Brodsky's stories reflect her lifelong interest in animals and nature. The characters in them include dogs, cats, pigs, horses, and a talking tree. All stories have discussion questions at the back of the book, so that teachers and parents can talk about the major themes of each book, turning each story into an opportunity for further discussion. The stories cover issues that include peer pressure, healthy eating, and self-confidence.

According to WorldCat, psychological themes found in Brodsky's books include the subjects: self-actualization, self-esteem, self-realization, change, identity, and individual responsibility.

"Because I am a therapist, my books all have very positive messages," Brodsky told the New Hampshire Union Leader in a 2017 interview. Her books focus on topics such as being true to who you are, accepting others who are different, the advantages of unusual friendships and adjusting to change, she told the newspaper.

In a review in the Children's Book Review, Hannah Coloson writes that Brodsky's stories "gently promote conversations about the issues today facing children and families, like childhood obesity, bullying, and the amount of time children spend plugged in."

=== Inspiration for Brodsky's writing ===
Brodsky attributes her 50+ years as a clinical social worker as a partial inspiration for her writing.
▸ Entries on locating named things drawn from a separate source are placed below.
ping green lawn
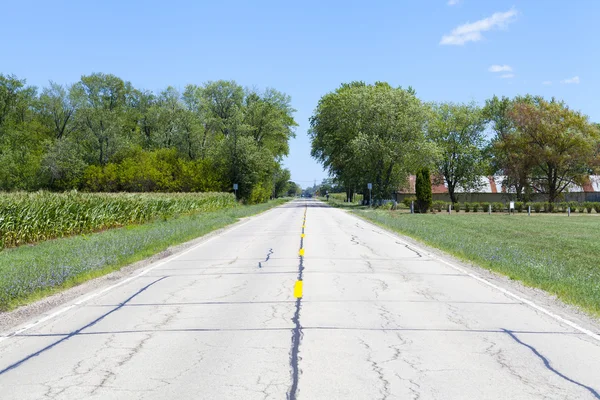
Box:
[0,200,286,312]
[353,209,600,316]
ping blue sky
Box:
[0,0,600,186]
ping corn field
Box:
[0,191,236,250]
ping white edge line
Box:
[0,208,262,343]
[353,214,600,342]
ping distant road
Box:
[0,200,600,400]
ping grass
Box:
[352,208,600,316]
[0,200,286,311]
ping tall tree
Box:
[509,98,600,202]
[73,73,132,165]
[415,168,433,214]
[427,103,486,202]
[39,81,78,140]
[309,82,434,200]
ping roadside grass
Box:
[352,210,600,316]
[0,199,287,312]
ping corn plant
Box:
[0,191,236,249]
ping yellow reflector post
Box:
[294,281,302,299]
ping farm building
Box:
[395,175,600,202]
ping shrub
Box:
[515,201,525,212]
[431,200,447,212]
[402,196,417,208]
[544,202,556,213]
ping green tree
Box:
[427,103,487,203]
[415,168,433,214]
[72,73,133,165]
[509,98,600,202]
[309,82,435,200]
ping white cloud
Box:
[440,8,517,46]
[560,76,579,85]
[488,65,512,72]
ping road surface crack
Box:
[358,338,390,400]
[502,329,600,399]
[258,249,273,268]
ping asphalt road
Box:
[0,201,600,400]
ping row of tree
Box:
[309,82,600,202]
[0,73,297,202]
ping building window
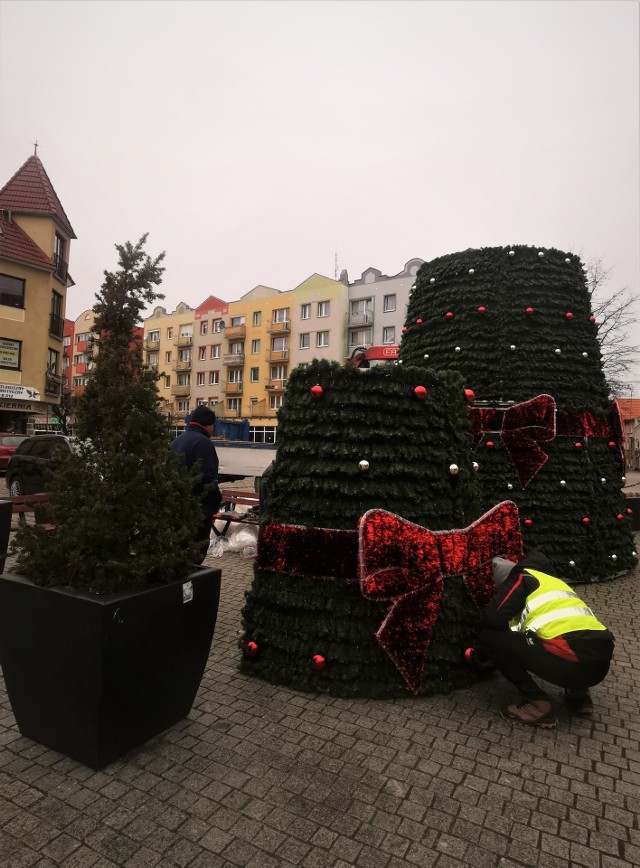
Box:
[273,307,289,323]
[271,338,289,353]
[271,365,287,382]
[349,329,372,347]
[0,338,22,371]
[53,232,67,283]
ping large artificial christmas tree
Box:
[241,361,521,696]
[400,246,637,582]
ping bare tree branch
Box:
[586,257,640,396]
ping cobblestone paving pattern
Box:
[0,478,640,868]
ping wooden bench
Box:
[0,494,55,572]
[211,488,260,536]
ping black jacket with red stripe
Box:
[482,551,614,663]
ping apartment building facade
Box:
[142,302,195,425]
[0,154,76,433]
[346,259,424,355]
[190,295,229,413]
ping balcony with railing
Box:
[44,371,64,395]
[267,319,291,335]
[222,353,244,367]
[49,313,64,340]
[224,325,247,341]
[171,383,191,398]
[265,349,289,362]
[51,253,69,283]
[347,310,373,327]
[265,380,287,392]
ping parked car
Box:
[0,431,27,471]
[6,434,72,496]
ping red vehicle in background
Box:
[0,431,27,473]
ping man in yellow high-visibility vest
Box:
[478,552,614,729]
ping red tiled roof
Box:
[0,154,76,238]
[0,212,53,271]
[616,398,640,421]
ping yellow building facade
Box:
[0,155,76,433]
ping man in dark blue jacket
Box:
[171,404,222,563]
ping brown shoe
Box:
[500,699,558,729]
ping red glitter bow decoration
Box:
[469,395,556,488]
[359,501,522,693]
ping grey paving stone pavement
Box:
[0,478,640,868]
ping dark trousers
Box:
[478,628,613,699]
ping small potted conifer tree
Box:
[0,235,220,769]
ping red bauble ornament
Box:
[311,654,326,669]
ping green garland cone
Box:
[400,246,637,582]
[240,361,490,697]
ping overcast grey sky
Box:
[0,0,640,386]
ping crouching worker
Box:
[478,552,614,729]
[171,404,222,563]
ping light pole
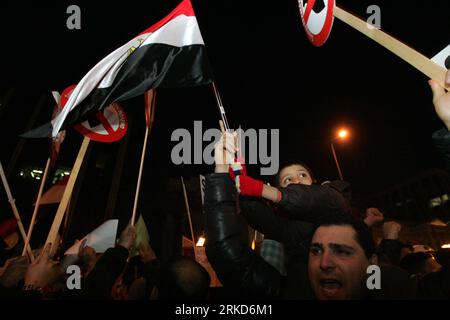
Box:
[330,129,348,180]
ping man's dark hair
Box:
[272,161,317,187]
[157,257,211,300]
[314,213,376,259]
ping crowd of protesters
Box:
[0,72,450,301]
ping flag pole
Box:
[131,90,156,226]
[0,162,33,259]
[131,126,149,226]
[22,157,51,262]
[181,176,195,256]
[45,137,90,254]
[212,81,230,130]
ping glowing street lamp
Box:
[330,129,349,180]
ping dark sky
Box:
[0,0,450,202]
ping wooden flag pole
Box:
[131,90,156,226]
[22,157,51,262]
[181,177,195,255]
[334,6,447,88]
[0,162,33,259]
[45,137,90,253]
[131,126,149,226]
[212,81,230,130]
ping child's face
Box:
[279,164,313,188]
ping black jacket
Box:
[432,128,450,172]
[240,181,351,261]
[204,173,283,298]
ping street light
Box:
[330,129,349,180]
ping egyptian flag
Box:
[22,0,212,138]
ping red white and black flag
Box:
[22,0,212,138]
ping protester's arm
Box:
[204,132,282,298]
[429,71,450,171]
[279,181,351,223]
[240,198,312,244]
[23,243,63,299]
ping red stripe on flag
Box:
[303,0,316,23]
[137,0,195,36]
[96,112,114,134]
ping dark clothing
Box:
[240,199,314,262]
[240,181,351,263]
[204,173,414,299]
[84,246,129,299]
[278,181,352,223]
[418,266,450,300]
[432,128,450,172]
[204,173,283,298]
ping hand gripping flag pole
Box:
[131,89,156,226]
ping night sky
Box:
[0,0,450,210]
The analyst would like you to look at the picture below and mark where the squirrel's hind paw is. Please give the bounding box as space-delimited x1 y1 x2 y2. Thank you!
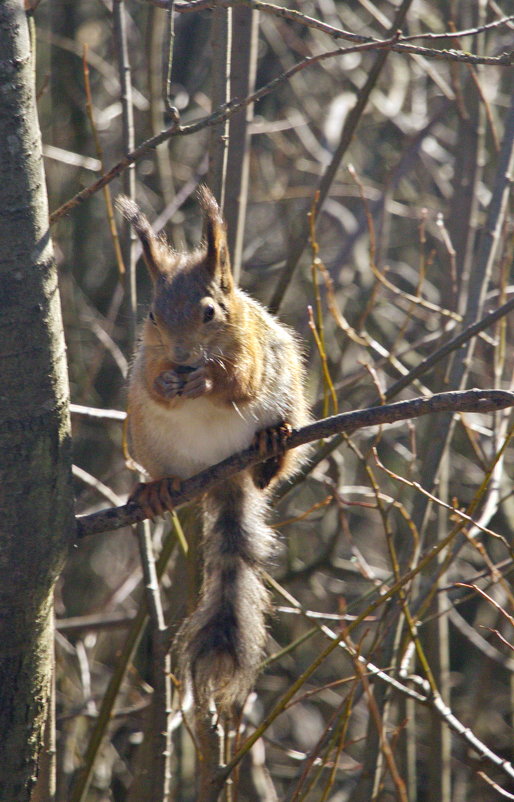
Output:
252 421 292 490
128 478 181 520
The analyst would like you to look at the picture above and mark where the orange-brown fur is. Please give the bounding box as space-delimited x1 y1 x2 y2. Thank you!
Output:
119 189 308 709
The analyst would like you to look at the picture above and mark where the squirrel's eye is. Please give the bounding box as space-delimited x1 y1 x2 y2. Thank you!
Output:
203 304 214 323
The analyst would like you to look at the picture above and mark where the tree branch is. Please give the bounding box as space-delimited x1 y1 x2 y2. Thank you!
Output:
76 390 514 538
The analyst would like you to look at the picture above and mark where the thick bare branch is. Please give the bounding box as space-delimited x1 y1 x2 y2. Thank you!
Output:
77 390 514 537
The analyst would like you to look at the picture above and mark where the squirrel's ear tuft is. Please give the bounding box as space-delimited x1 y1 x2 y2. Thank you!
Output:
198 186 234 292
116 195 161 281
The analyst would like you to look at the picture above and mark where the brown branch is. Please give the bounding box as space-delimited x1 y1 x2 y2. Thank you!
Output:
77 390 514 537
50 16 514 225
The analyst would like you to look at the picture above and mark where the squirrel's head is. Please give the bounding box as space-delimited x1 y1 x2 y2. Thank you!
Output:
116 186 234 364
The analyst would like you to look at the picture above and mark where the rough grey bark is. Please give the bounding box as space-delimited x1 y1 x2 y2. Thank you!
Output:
0 0 74 802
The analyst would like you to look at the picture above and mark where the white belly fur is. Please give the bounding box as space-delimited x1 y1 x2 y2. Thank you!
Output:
129 398 278 479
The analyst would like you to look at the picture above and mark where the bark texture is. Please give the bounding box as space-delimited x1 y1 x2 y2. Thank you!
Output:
0 0 74 802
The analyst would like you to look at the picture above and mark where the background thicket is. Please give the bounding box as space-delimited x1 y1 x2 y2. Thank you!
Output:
18 0 514 802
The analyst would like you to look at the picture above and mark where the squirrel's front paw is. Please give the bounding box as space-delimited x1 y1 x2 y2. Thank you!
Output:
128 478 181 520
153 370 187 398
180 365 212 398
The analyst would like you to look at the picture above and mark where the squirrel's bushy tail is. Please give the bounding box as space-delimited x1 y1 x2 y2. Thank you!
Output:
177 473 274 709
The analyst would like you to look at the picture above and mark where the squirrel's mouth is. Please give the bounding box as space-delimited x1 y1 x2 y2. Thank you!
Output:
174 365 196 374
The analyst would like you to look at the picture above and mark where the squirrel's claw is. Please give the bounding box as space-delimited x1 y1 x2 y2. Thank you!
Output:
180 365 212 398
252 421 293 490
253 421 293 456
128 478 181 520
154 370 186 399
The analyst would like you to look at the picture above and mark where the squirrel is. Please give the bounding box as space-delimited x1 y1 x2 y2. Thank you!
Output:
117 187 309 710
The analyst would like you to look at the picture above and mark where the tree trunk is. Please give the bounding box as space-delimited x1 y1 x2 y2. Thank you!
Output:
0 0 74 802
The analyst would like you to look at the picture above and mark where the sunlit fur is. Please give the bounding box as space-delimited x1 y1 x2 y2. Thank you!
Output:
118 189 308 709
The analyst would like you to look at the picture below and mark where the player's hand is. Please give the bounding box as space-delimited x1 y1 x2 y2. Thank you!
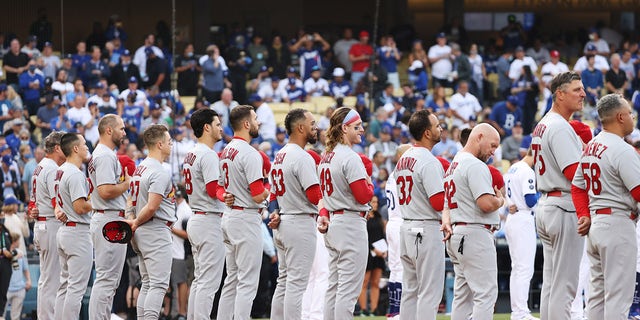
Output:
54 206 68 223
578 217 591 236
222 192 236 207
317 216 331 234
267 212 280 230
440 222 453 242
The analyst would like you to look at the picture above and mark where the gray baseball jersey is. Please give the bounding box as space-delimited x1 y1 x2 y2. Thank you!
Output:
318 144 369 212
88 144 127 210
129 157 177 222
444 151 500 225
573 131 640 216
531 112 582 200
55 162 91 224
504 161 536 210
271 143 319 214
218 138 265 209
182 143 225 212
395 147 444 220
31 158 58 217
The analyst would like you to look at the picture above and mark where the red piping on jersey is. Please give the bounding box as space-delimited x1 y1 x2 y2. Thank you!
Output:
207 181 218 199
571 185 591 219
249 179 264 197
562 162 578 182
304 184 322 205
429 191 444 211
349 179 373 204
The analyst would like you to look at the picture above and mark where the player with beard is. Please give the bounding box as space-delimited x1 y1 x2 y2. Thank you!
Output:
88 114 133 320
217 105 269 320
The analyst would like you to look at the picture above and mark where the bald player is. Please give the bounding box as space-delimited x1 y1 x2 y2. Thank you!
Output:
318 107 373 320
88 114 133 320
395 110 444 319
29 131 66 319
384 144 411 318
217 105 269 320
504 148 538 320
126 124 177 319
571 94 640 319
49 133 93 320
271 109 322 320
531 72 589 320
183 109 225 319
442 123 505 320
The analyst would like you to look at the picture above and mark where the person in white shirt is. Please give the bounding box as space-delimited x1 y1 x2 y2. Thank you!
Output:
427 32 453 87
449 80 482 129
509 46 538 81
304 66 329 97
573 44 609 74
249 94 276 141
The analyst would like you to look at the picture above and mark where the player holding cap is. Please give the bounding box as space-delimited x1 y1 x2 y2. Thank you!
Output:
126 124 176 319
217 105 269 320
29 131 66 319
442 123 505 320
571 94 640 319
88 114 133 320
182 109 225 319
504 149 538 320
53 133 93 320
318 107 373 320
531 72 589 320
384 144 411 318
395 110 444 319
270 109 321 320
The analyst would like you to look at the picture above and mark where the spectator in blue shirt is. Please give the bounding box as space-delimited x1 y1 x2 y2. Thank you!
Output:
19 60 44 116
489 95 522 138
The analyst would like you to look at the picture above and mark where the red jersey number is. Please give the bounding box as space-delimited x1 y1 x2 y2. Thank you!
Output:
581 163 602 196
320 168 333 196
396 176 413 205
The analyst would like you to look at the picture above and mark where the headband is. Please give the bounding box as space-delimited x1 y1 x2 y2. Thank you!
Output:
342 109 360 126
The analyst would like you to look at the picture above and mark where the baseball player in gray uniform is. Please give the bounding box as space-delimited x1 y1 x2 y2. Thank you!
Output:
270 109 321 320
182 109 225 320
217 105 269 320
88 114 133 320
531 72 588 320
29 131 66 319
54 133 93 320
384 144 411 318
504 149 538 320
395 110 444 319
442 123 505 320
127 124 176 320
571 94 640 320
318 107 373 320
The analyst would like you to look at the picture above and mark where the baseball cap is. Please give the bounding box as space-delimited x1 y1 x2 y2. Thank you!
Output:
409 60 424 71
249 93 262 103
2 196 22 206
2 154 13 166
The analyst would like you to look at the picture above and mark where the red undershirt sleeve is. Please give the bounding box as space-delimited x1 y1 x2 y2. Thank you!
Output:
571 185 591 219
305 184 322 205
349 179 373 204
429 191 444 211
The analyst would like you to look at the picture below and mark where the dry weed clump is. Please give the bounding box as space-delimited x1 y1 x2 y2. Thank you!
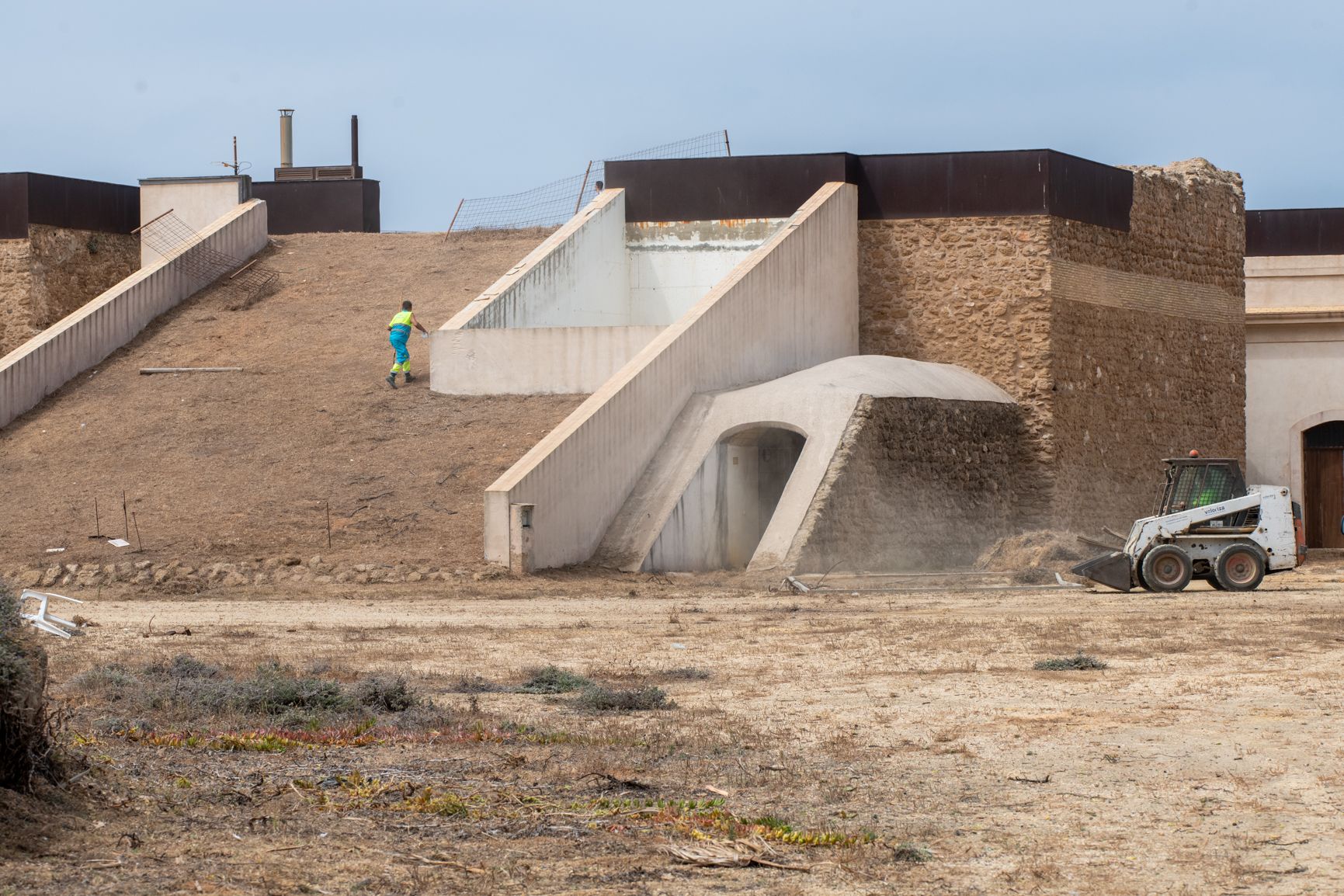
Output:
515 666 592 693
574 685 676 712
0 583 62 791
1032 650 1106 672
71 653 423 727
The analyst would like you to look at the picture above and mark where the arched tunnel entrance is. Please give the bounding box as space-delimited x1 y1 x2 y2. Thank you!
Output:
723 427 807 570
644 425 807 572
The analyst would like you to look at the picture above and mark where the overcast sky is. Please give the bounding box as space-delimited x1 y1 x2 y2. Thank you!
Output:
0 0 1344 230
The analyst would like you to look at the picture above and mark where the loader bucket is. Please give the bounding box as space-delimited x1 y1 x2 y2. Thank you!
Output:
1070 550 1134 591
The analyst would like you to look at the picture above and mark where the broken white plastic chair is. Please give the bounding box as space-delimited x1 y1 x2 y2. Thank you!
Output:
19 589 83 638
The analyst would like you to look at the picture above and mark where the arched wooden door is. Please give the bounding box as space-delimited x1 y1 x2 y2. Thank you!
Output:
1302 421 1344 548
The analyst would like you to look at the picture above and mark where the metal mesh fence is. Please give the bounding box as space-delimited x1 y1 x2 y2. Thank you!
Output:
140 210 280 305
447 130 732 234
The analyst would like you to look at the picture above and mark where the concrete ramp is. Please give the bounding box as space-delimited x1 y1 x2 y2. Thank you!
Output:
485 182 859 568
594 355 1017 571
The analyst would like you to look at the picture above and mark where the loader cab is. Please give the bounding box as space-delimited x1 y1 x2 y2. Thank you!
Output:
1155 457 1246 516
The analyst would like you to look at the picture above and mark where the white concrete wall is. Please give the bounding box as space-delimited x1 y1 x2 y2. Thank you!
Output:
0 199 266 425
436 189 630 332
1246 255 1344 309
625 217 783 326
485 182 859 568
140 176 250 267
1246 255 1344 510
429 326 664 395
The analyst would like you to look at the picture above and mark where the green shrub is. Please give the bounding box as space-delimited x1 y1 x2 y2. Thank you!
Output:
352 675 418 712
1032 650 1106 672
517 666 592 693
575 685 676 712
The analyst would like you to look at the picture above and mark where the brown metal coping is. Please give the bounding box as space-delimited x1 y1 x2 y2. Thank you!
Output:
0 171 140 239
252 180 382 234
1246 208 1344 255
605 149 1134 231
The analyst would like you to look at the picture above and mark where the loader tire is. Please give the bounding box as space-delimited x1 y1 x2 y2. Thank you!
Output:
1141 544 1195 591
1214 544 1265 591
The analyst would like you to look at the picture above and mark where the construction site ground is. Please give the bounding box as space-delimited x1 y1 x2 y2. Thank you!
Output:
0 231 581 570
0 234 1344 896
0 556 1344 894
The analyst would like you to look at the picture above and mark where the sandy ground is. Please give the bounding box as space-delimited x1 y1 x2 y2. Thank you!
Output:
0 560 1344 894
0 231 581 568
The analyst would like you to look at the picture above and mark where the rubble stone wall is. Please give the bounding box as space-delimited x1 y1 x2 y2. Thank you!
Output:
859 160 1246 530
1050 160 1246 530
859 215 1054 526
790 395 1035 572
0 239 33 356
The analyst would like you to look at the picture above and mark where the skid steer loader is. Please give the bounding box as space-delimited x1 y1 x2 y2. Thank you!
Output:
1072 451 1307 591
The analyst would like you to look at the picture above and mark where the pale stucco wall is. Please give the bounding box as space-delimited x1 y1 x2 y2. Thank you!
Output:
625 217 783 326
1246 255 1344 516
485 182 859 568
440 189 630 332
429 326 662 395
140 176 250 267
0 200 266 425
430 189 782 395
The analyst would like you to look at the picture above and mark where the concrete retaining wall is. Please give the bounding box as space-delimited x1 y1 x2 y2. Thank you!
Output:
485 182 859 568
787 395 1037 572
140 175 252 267
0 200 266 425
429 326 664 395
625 217 783 326
429 189 637 395
436 189 630 332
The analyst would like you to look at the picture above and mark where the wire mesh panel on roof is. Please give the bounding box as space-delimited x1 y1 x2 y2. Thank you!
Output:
447 130 731 232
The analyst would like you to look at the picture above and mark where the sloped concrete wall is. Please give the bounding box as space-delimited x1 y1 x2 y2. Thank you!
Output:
1246 255 1344 518
625 217 783 326
0 200 266 425
443 189 630 332
429 326 664 395
485 182 859 568
789 395 1039 572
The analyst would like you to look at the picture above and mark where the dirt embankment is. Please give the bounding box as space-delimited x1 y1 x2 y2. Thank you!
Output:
0 231 581 575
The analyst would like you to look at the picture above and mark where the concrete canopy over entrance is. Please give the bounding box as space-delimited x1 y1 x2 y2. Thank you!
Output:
594 355 1016 571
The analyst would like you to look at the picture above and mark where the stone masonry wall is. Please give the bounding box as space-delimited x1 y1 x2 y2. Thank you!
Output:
0 224 140 355
789 395 1033 572
0 239 33 356
1050 160 1246 530
859 215 1054 525
859 160 1246 530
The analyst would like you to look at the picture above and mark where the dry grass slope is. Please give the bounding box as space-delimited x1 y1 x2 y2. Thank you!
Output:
0 231 579 568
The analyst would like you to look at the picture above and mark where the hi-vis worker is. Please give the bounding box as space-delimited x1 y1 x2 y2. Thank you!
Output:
387 300 429 388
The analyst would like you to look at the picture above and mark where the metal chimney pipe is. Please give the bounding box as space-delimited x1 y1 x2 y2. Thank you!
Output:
280 109 294 168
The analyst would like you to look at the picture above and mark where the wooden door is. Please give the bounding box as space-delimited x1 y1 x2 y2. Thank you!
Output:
1302 447 1344 548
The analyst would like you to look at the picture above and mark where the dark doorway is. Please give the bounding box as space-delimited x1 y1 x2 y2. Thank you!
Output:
1302 421 1344 548
723 427 805 570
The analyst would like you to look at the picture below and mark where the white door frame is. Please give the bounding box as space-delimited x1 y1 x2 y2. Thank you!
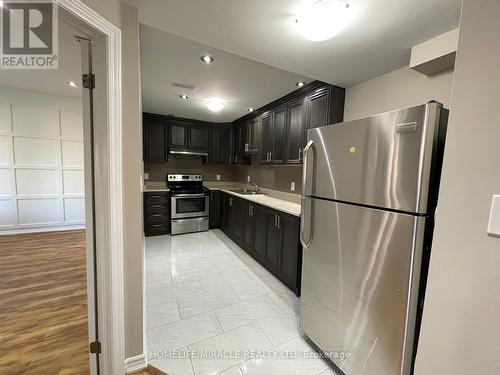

In an interview with author Rebecca Rule, Brodsky said the stories her clients have told her "often reveal great courage, inner strength and joy." Brodsky said she has witnessed the human struggle to "overcome personal difficulties that started in childhood." "My books for children have messages in them that come from my social work experience...differences, friendship, loyalty, and social action," Brodsky told journalist Michael Cousineau in a 2008 interview in the New Hampshire Sunday News. "I feel very strongly that all of us can be productive and contribute, even if we may be different in some way."

"Kids go through so many changes in their young lives, and my books help teach them how to grow stronger through those difficult times," Brodsky told journalist Kimberly Houghton in a 2017 interview.

Brodsky's books also highlight the importance of safety and kindness — two things that she believes are critical for children to learn at a young age.

==== My Bent Tree ====
A walk in her neighborhood inspired her first children's story, My Bent Tree. She was walking her dog and saw a crooked pine scarred by an old lightning strike. It reminded Brodsky of her own childhood encounter with polio, as well as her many clients' challenges with adversity, yet "reveal great courage, inner strength and joy" by overcoming those challenges. The poem became a reflection upon early life experiences marking us permanently, but also becoming aspects of our lives that help us to grow into who we become.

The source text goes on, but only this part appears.